En un campo, algunos novillos y caballos movían la cola espantando los insectos, como en cualquier mañana de verano. Más lejos, las aspas de un molino giraban lentamente, y delante del abrevadero, en un suelo húmedo, crecían las hierbas. Y eso era todo.
Sin embargo, aquella carretera no era muy transitada, y en cualquier otro día Ish hubiera podido recorrer varios kilómetros sin ver a nadie. Al fin llegó a la carretera principal. Las luces rojas del cruce estaban encendidas. Frenó automáticamente.
Pero las cuatro calzadas, donde había corrido un río de camiones, autobuses y coches, estaban desiertas. Después de detenerse un momento ante las luces rojas, Ish se puso otra vez en marcha.

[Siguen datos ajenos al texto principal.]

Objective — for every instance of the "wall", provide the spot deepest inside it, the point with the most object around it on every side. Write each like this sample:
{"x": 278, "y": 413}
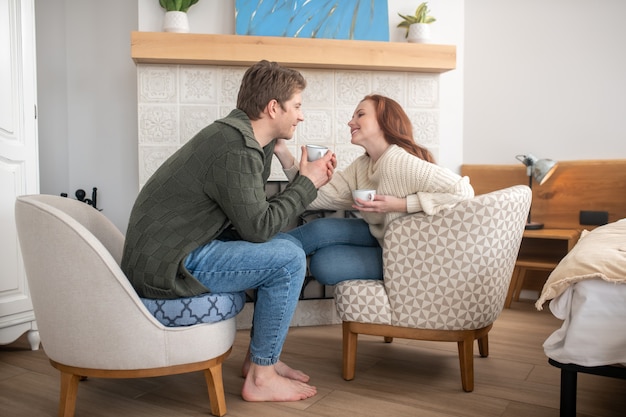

Un poco más lejos, mientras corría libremente por la carretera, se sintió envuelto en una atmósfera lúgubre y espectral. Se inclinó sobre el volante, como dominado por un sopor. De cuando en cuando, algún espectáculo insólito parecía despertarlo.
Algo saltó ante él, en el camino. Aceleró rápidamente. ¿Un perro? No; advirtió unas orejas puntiagudas, y unas patas flacas, de color claro, un gris amarillento. Era un coyote, que corría tranquilamente por la carretera, en pleno día. Un instinto misterioso le había advertido que el mundo había cambiado, y que podía tomarse nuevas libertades. Ish se acercó, tocando la bocina, y el animal dio media vuelta, pasó al otro lado de la carretera y se alejó sin parecer demasiado asustado…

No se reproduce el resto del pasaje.